The debate on Europe has ceased to be a reasoned debate, it seems more of a visceral struggle between deep-seated attitudes – prejudices if you like. So, if you don’t like UKIP’s prejudices, especially those of some of its candidates, try mine.
First, I am deeply prejudiced in favour of peace, and in favour of any institutions that make war less likely. The EEC and the EU have been spectacularly successful in creating, not just an absence of war, but a meaningful peace, in which people have been able to grow together. The process goes on.
One day in the 1980s, on a train between Paddington and Cardiff, the broadcaster, Wynford Vaughan Thomas, told me of wonderful journeys through eastern Europe that he had undertaken as a young man in the 1930s. He then dug out a sheet of paper from his bag and, with a fountain pen, drew a remarkably accurate and rather beautiful map of Europe – from John O’Groats to Istanbul – before plotting his youthful journey.

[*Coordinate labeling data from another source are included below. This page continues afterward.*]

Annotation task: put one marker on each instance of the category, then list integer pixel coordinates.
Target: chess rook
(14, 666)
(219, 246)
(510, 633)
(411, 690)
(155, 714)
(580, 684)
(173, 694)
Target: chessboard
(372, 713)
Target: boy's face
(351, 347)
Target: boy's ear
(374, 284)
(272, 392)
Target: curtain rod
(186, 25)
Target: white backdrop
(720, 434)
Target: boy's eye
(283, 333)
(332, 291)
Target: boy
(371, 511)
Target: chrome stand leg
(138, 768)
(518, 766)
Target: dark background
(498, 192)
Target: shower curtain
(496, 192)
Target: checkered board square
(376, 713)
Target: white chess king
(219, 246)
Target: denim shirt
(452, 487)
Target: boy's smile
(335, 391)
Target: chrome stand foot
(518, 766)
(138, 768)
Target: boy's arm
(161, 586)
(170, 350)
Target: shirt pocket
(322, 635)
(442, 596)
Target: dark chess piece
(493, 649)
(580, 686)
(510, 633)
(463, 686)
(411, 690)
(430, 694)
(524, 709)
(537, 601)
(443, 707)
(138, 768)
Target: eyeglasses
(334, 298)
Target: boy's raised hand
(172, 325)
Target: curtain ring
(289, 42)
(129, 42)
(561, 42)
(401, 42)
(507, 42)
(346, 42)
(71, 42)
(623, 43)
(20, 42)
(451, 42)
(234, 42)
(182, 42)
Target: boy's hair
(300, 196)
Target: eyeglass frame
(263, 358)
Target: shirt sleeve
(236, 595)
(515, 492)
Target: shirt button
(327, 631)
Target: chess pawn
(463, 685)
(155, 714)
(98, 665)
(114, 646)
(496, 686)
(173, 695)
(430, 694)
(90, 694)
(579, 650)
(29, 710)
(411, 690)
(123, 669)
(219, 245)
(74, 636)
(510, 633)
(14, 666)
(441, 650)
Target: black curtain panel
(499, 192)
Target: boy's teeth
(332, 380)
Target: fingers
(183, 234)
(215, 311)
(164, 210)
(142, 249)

“It’s incredible to think that half that map has been off limits to me for decades,” he said, and he was right. He had reported from bombers over Berlin. He had advanced with allied troops through Italy. He had been into Belsen. The Iron Curtain offended him. He did not live to see it fall. If he had he would have raised a glass of very fine wine.
Anyone watching events in the Ukraine today, will realise how easily countries can fall into war. Echoes of Sarajevo in 1914. A miscalculation here, a misunderstanding there. Overt power, opaque motives. Local passions, continental consequences. A stable and peaceful Europe needs its institutions, however imperfect they may be.
Second, I am an unashamed pro-European, instinctively so. I had known it for a long time: the effect of Latin and French at school, boyhood hitch-hiking, history at college. My family and I have enjoyed and learned from the open continent. I even helped draft some sympathetic information leaflets during the 1975 referendum on Europe. But in 1997 I updated and refreshed my prejudice during six weeks away from Europe at a business school in Philadelphia.
I was in a group of forty people drawn from different industries from around the world. We were taught by some of the brightest brains around, but some of the lecturers were clearly proponents of fashionable neo-liberal theories that, a decade later, would lead to a financial catastrophe, the economic and social effects of which of our continent is still living through. They were adamant that the European social model was doomed. Only the American liberal model would work, they argued, urging us to follow the example of Asian countries, although some Asian currencies were crashing even as they spoke.
This led to fierce arguments between we Europeans and our American friends. If it was a choice between the American or European models, I knew instinctively which side I was on. I might not want to go the whole hog to a rather conformist Scandinavian solution, but I know – as most of us do – that libelling social solidarity as the next best thing to soviet communism is barking mad. It ends up with a Democratic President being demonised for trying to secure even a minimal degree of health insurance for 50 million of his people who had no safety net.
I dislike the harsh instincts that lie behind America’s ultra right wing Tea Party, and extend that dislike to those in this country who would push us in the same direction – towards ever smaller government and the diminishment of the public realm. Their victory would change the nature of my country more radically than any impact they allege from immigration.
Third, I am unshakeably prejudiced against those who propagate the big lie. This is the only description that one can attach to Mr Farage’s poster campaign: “26 million people in Europe are looking for work. And whose jobs are they after?” It is a brazen and calculated deception. It is the technique perfected by Josef Goebbels. Make the lie big enough and you put it beyond the possibility of proof. Create fear and suspicion, and a lot of people will look over their shoulder
It is not difficult to do, especially when people everywhere are already unsettled by the pace of change, by technologies that make their long learnt skills redundant, or global industries that can shift production to wherever in the world they can find the cheapest labour. Simplistic explanations are always easier to sell than complex ones, and never carry a health warning.
These fundamental uncertainties are, unfortunately, endemic. That is why Mr Farage – whose name is pronounced with a surprisingly French inflection – is not alone. He has his counterparts in almost every country, not all of whom exude his own back bar bonhomie. History, as well as our daily news, tells us that thuggery of the deed, is not far behind the disguised thuggery of the word.
Lastly, I am prejudiced against shifting the blame for our own sins of omission or commission onto others. That is what people do when they claim that the EU is the problem, rather than part of the solution. The EU gets the blame for all kinds of restrictions, when for years it has been the ‘gold-plating’ of EU directives by British civil servants that has been to blame. The present UK government has been trying to prevent its own officials doing this. If the EU is the problem, why have other member states been more effective in safeguarding ownership of their own key industries than ourselves? The beam is in our own eye.
There are plenty of things in the institutions of the EU that need reform, but in order to make the EU work better, rather than to protect the UK from some non-existent existential threat. After all, our own British institutions are hardly flawless conceptions. But it’s a pity that a constructive engagement with refining our continental tier of governance, will be drowned out in the next few weeks, by Mr. Farage’s display of narcissistic insecurities.